O que quer Hillary Clinton?

EUA · 4/06/2008 - 01h22 - 107 Comentários

Não são poucas as pessoas que estão, neste exato momento, tentando responder à pergunta do título. A decisão de Hillary de não reconhecer a derrota foi um misto de cálculo político e revolta pessoal.

Hillary não queria perder – isto é claro. E não gostou de perder.

Barack Obama tem – no momento em que escrevo – 2.160 delegados, precisava de 2.117 para ser o candidato.

Hillary está fazendo algumas contas, agora. A primeira é: dá para reverter o processo?

Até que dá. Ela pode questionar, na Convenção de agosto, a decisão de sábado a respeito de Michigan e Flórida. Pode cobrar o direito a voto pleno de todos os delegados de ambos os estados e pedir ainda que cassem os delegados de Obama em Michigan – já que o nome dele não estava nas cédulas.

Quais as chances de ela conseguir algo do tipo? É difícil.

Ela também pode tentar reverter os votos de superdelegados que declararam preferência por Obama. É um pouco mais difícil.

A segunda conta é: dá para se impor como candidata a vice-presidente?

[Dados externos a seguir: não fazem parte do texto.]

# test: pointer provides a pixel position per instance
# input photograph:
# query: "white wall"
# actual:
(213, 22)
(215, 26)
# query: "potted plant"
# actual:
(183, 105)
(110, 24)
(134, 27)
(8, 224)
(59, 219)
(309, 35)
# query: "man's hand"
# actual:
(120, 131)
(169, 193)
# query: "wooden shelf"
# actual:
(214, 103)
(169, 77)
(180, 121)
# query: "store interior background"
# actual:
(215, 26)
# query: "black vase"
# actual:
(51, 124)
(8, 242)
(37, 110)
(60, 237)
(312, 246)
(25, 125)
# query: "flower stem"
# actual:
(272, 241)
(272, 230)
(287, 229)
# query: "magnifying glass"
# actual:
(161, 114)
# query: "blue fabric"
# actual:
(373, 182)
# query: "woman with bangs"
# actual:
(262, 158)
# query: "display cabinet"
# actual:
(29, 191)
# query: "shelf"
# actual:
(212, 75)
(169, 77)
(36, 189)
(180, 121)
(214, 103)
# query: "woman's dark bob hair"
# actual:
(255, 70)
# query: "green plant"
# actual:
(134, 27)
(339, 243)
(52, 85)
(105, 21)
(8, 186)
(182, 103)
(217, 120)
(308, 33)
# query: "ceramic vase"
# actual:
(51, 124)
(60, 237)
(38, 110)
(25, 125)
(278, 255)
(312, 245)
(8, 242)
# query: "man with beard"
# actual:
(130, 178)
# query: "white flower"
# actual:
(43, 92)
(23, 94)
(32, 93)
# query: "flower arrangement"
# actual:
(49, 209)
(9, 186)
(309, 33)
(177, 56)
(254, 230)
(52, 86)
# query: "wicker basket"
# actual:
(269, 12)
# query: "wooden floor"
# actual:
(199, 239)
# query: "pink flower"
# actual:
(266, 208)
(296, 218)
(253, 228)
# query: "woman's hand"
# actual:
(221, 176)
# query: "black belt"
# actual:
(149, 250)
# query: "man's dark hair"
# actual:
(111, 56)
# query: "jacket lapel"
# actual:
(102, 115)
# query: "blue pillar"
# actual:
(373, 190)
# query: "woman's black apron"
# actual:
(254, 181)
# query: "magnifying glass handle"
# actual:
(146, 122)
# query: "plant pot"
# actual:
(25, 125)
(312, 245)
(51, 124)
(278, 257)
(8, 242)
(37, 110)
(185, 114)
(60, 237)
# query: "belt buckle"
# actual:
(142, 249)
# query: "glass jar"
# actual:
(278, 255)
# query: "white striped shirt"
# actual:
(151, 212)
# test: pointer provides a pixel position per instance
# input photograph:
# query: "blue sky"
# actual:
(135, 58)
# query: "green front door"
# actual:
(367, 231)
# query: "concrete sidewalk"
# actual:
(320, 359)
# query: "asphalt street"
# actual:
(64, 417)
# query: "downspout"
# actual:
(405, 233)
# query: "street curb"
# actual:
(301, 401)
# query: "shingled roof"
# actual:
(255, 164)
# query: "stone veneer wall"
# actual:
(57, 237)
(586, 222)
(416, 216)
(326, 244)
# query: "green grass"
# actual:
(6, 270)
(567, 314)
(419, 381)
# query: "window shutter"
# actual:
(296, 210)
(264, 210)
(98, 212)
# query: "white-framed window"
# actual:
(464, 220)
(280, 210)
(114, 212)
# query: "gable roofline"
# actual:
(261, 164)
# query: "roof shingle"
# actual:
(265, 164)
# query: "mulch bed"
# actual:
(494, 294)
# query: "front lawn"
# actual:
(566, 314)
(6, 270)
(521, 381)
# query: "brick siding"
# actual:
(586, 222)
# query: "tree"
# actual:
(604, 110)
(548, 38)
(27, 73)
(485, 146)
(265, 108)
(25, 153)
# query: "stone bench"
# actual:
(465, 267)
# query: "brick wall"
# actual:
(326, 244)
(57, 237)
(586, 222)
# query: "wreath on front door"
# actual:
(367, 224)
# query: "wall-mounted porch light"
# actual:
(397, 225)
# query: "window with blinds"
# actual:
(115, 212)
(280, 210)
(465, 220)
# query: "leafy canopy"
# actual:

Talvez. Ela tem votos em estados muito importantes. As pesquisas ainda não deixam claro o quanto destes eleitores votarão em Obama contra McCain. É a classe média baixa branca em estados do meio-oeste, que às vezes vota nos republicanos, os Reagan democrats, que Hillary carregou e talvez Obama não leve.

Se está pensando na vice-presidência, neste exato momento, Hillary decidiu jogar duro. Quer que Obama vá a ela. Mas este é um gesto que diminui a vitória dele. Ele tem que pedir. A praxe é que seja o contrário.

Este jogo não deve levar em consideração apenas eleitores hipotéticos que Hillary pode levar para uma candidatura Obama ou que podem simplesmente não votar nele e pronto, mesmo numa chapa com ela. O jogo deve considerar também quem, dentro do Partido Democrata, apóia a candidatura de Hillary como vice. O partido já tem um líder. Todos que se afastam de Obama, hoje, terão dificuldades dentro do partido. E, para fortalecer Hillary, é preciso virar as costas para ele. Quanto mais ela demorar a reconhecer a derrota e declarar seu apoio, mais gente dentro do partido se afastará dela.

E estes serão novos votos de superdelegados para ele que sairão das contas dela.

Na semana passada, em Salvador, Camille Paglia me descreveu Hillary como uma mulher rancorosa. Ressentida. Quer aquilo que considera seu direito e que não lhe é entregue. Muitos têm esta impressão pessoal. Essa noite, Hillary reforçou a impressão.

O senador Barack Obama é o candidato democrata à presidência. Não tem volta.

Por enquanto, o que Hillary Clinton está fazendo é dificultar as eleições para seu partido. Talvez, ainda assim, garanta o cargo de vice. Mas deixa um gosto amargo no processo. Terá arrancado o cargo à força, sem elegância.

Enquanto isso, ela chama seus eleitores ao site. Lá, são convidados a preencher uma mensagem: ‘Estou com você até o final’. Clicam okay e são levados a uma página que pede uns trocados. Talvez seja só esse o problema.

É um enorme contraste quando comparado ao vencedor deste processo.